Against this legislative and infrastructural background, the government is setting up a national intelligence grid (NATGRID). The NATGRID under Raghu Raman (ex-CEO, Mahindra Special Services Group) will interlink 21 categories of databases (railway and air travel, Income Tax, phone calls, bank account details, credit card transactions, visa and immigration records, property records, driving licence) for real-time monitoring of all residents in the country. NATGRID is expected to be fully operation by May 2011 and will eventually use UID numbers for these inter-database linkages.
Simultaneously work has begun on the National Population Register (NPR) which will collect information such as name, sex, date of birth, current marital status, name of father, mother and spouse, educational level attained, nationality, occupation, activity pursued, present and permanent addresses along with individual biometrics. Chidamabaran has cautioned that due care needs to be taken to ensure that “illegal” residents in border districts (Bangladesh, Nepal) don’t worm their way into the NPR giving the census an ominous policing quality. The NPR will depend on UID for de-duplication.
UID numbers will also facilitate the advance of a neoliberal state. There’s trepidation amongst many in the civil society about data convergence using UID numbers, and its monetization for private profit. This is not just a remote possibility but part of the official intent. The government is licensing credit information companies (CICs) under the Credit Information Companies (Regulation) Act 2005 to develop consumers’ credit profiles based on their transaction history from banks, NBFCs, telecoms and insurance companies. CICs will use UID numbers to collect and collate this information. This will inevitably lead to the type of predatory marketing seen in the United States (on the basis of social security numbers) and on the other side facilitate financial exclusion not inclusion of the poor. The Authority itself takes a predictably hands-off approach to data convergence stating, “Convergence of existing databases will need to be addressed and governed under a larger data protection regime applicable to the whole country and therefore this is a matter beyond the mandate of the UIDAI”.
While terror is a high-profile and charged topic in the country, mass surveillance cannot be justified in the name of improved security.

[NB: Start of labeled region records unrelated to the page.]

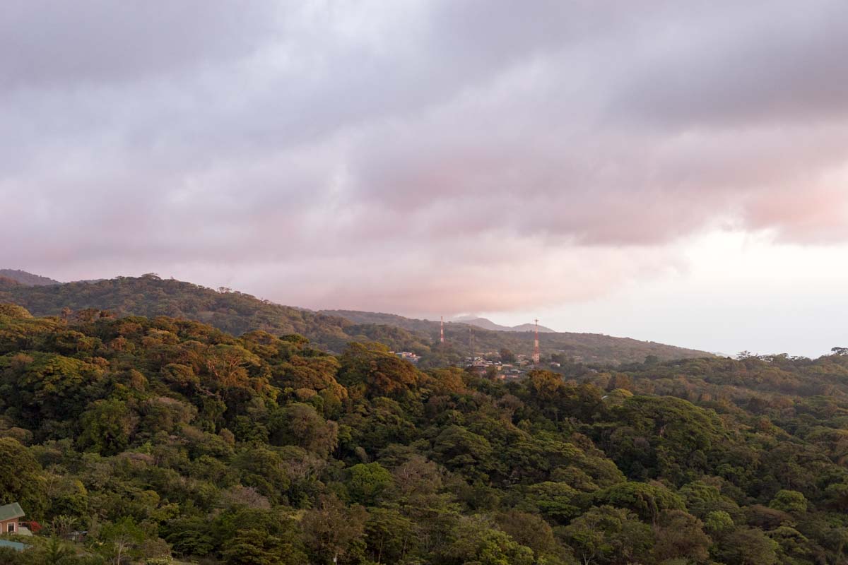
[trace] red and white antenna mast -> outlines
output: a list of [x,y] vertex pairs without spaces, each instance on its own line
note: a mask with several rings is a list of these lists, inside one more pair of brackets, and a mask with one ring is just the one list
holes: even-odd
[[534,320],[536,322],[536,339],[533,341],[533,362],[535,364],[538,364],[538,320]]

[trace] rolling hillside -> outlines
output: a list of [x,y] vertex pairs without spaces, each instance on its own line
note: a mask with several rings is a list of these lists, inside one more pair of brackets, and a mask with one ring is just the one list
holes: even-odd
[[[300,334],[316,346],[340,352],[351,341],[377,341],[396,351],[427,355],[438,340],[438,322],[394,314],[348,310],[313,312],[263,301],[248,294],[215,291],[153,274],[108,280],[28,286],[0,279],[0,302],[25,307],[37,316],[58,316],[63,308],[109,310],[116,315],[169,316],[209,324],[234,335],[253,330],[271,334]],[[494,353],[507,348],[529,355],[533,334],[490,331],[466,324],[445,324],[447,358],[472,352]],[[641,362],[653,355],[661,360],[708,356],[691,349],[599,334],[544,333],[543,356],[565,353],[589,363]],[[442,353],[444,351],[440,352]],[[444,356],[440,356],[444,357]]]

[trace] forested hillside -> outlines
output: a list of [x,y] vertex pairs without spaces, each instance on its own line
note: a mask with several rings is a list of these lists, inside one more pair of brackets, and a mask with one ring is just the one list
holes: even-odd
[[[20,304],[36,315],[61,315],[86,308],[117,315],[170,316],[209,324],[233,335],[263,330],[282,335],[298,333],[316,346],[341,352],[349,341],[377,341],[393,351],[425,356],[426,365],[455,362],[473,352],[494,354],[503,348],[533,352],[528,332],[489,331],[464,324],[446,324],[447,346],[438,343],[438,323],[402,316],[353,311],[312,312],[281,306],[230,289],[213,290],[148,274],[51,286],[27,286],[0,279],[0,302]],[[473,341],[469,330],[473,331]],[[640,362],[652,355],[678,359],[704,352],[597,334],[544,334],[544,355],[565,353],[588,363]]]
[[0,306],[0,504],[43,526],[0,562],[846,563],[846,353],[505,383]]
[[[353,310],[326,310],[325,313],[342,316],[359,324],[395,325],[429,335],[434,341],[438,339],[438,322]],[[450,322],[444,324],[444,336],[449,349],[463,354],[470,353],[473,347],[474,352],[478,355],[506,348],[514,353],[529,356],[533,349],[532,331],[491,330]],[[648,356],[661,360],[712,357],[712,354],[706,352],[601,334],[540,332],[538,340],[544,357],[565,354],[577,361],[591,363],[641,362]]]

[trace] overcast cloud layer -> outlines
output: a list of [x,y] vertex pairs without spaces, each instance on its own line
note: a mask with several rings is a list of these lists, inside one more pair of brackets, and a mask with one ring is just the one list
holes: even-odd
[[438,315],[848,241],[841,0],[0,9],[0,267]]

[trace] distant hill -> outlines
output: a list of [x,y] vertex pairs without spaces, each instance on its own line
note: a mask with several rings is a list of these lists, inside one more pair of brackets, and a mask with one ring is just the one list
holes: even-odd
[[59,280],[53,280],[39,274],[33,274],[26,271],[17,269],[0,269],[0,277],[11,279],[12,280],[26,285],[27,286],[46,286],[47,285],[61,285]]
[[[357,324],[395,325],[404,330],[423,333],[432,343],[437,343],[439,322],[404,318],[357,310],[322,310],[324,313],[341,316]],[[531,355],[533,335],[527,330],[504,331],[485,330],[467,323],[445,322],[444,336],[447,345],[463,355],[494,353],[506,348],[520,355]],[[545,332],[539,335],[539,349],[543,356],[564,353],[577,361],[589,363],[627,363],[643,361],[649,355],[661,360],[713,357],[711,353],[676,347],[654,341],[639,341],[631,338],[611,337],[602,334]]]
[[[533,331],[533,330],[536,329],[536,325],[533,324],[522,324],[514,326],[500,325],[499,324],[495,324],[488,318],[479,318],[477,316],[463,316],[462,318],[455,319],[454,321],[476,325],[478,328],[491,330],[492,331]],[[538,331],[539,333],[556,333],[555,330],[546,328],[544,325],[538,326]]]
[[[41,286],[0,279],[0,302],[19,304],[36,316],[58,316],[65,307],[71,311],[97,308],[116,315],[197,320],[234,335],[253,330],[278,335],[300,334],[331,352],[342,351],[349,341],[374,341],[394,351],[431,355],[434,363],[458,362],[471,352],[496,354],[502,348],[516,354],[533,352],[533,334],[527,331],[493,331],[449,322],[445,324],[447,343],[441,346],[439,323],[436,321],[351,310],[313,312],[243,292],[219,291],[152,274]],[[560,353],[589,363],[638,363],[649,355],[661,360],[711,356],[705,352],[599,334],[550,332],[539,338],[543,356]]]

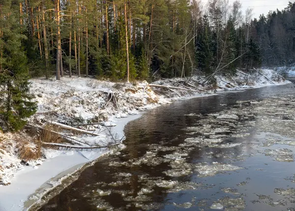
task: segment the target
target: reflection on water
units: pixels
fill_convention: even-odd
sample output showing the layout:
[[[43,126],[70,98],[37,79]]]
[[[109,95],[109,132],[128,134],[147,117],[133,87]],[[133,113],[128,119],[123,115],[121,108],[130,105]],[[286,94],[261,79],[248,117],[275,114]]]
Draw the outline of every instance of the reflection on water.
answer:
[[[292,210],[293,86],[148,111],[127,125],[119,155],[85,169],[40,210]]]

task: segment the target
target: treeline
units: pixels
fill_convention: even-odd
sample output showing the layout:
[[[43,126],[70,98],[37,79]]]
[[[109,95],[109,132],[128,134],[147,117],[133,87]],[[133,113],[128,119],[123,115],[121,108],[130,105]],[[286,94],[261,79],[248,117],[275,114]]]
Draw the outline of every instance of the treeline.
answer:
[[[238,1],[211,0],[206,11],[195,0],[0,2],[2,21],[14,19],[9,27],[22,37],[18,50],[25,51],[32,76],[143,79],[155,73],[232,73],[260,63],[255,23],[251,14],[242,16]]]
[[[295,62],[295,3],[252,20],[238,0],[0,0],[0,127],[36,110],[29,78],[235,74]]]
[[[295,2],[289,2],[282,11],[270,11],[266,16],[261,15],[251,22],[250,28],[264,65],[295,63]]]

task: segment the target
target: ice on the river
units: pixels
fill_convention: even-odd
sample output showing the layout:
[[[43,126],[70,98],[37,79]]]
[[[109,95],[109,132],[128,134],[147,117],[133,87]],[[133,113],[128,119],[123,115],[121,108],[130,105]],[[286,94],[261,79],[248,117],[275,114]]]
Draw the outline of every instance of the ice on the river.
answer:
[[[200,177],[213,176],[217,174],[227,171],[236,171],[243,169],[231,164],[213,162],[211,165],[197,164],[195,169]]]
[[[150,188],[147,187],[144,188],[143,187],[138,193],[137,193],[138,195],[143,195],[143,194],[148,194],[148,193],[151,193],[153,192],[153,190]]]
[[[100,196],[108,196],[111,194],[111,191],[104,191],[103,190],[98,189],[96,190],[96,192]]]
[[[294,162],[294,155],[292,150],[288,149],[266,149],[266,156],[270,156],[275,160],[282,162]]]
[[[176,193],[182,190],[197,190],[202,185],[202,183],[193,182],[185,182],[178,183],[173,188],[168,190],[167,193]]]
[[[161,179],[155,181],[155,182],[157,186],[167,189],[173,188],[173,187],[174,187],[178,183],[177,181],[165,180]]]
[[[236,114],[223,114],[217,116],[216,119],[238,119],[238,116]]]
[[[224,207],[225,208],[225,210],[226,211],[243,211],[246,207],[246,202],[245,199],[242,197],[233,198],[226,196],[214,202],[212,205],[218,205],[219,207],[216,206],[216,207],[220,208],[215,210],[223,210]],[[221,208],[221,206],[223,206],[222,208]]]
[[[181,176],[193,174],[191,169],[171,169],[163,172],[167,176]]]
[[[210,209],[212,210],[223,210],[223,205],[220,203],[212,204]]]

There are other alternatives to track organized terror outfits without undertaking blanket real-time citizen monitoring. In fact there is substantial evidence that identity cards/numbers would not have prevented many recent terror attacks (e.g., Madrid bombings in 2004, 9/11, London underground attacks in 2005, Israel suicide bombings, Pakistan bombings). Moreover surveillance in India is not just limited to identifying alleged terrorists but any activity that can be twisted into “defense/sovereignty of India” or cognizable offence. The potential for misuse is tremendous (e.g., inconvenient activists, purported Maoists).
UID project’s basic premise of fundamentally improving delivery of welfare services does not withstand scrutiny. UID deployment will come at a prohibitively high cost and only address a small subset of leakages in marked contrast to other more effective governance mechanisms inexplicably snubbed by the government. At the same UID deployment will enable a mass surveillance police state leading to both invasion of individual privacy and curtailment of civil liberties. There is immediate need for transparency about the objectives of the project and a vigorous public debate on its need and relevance.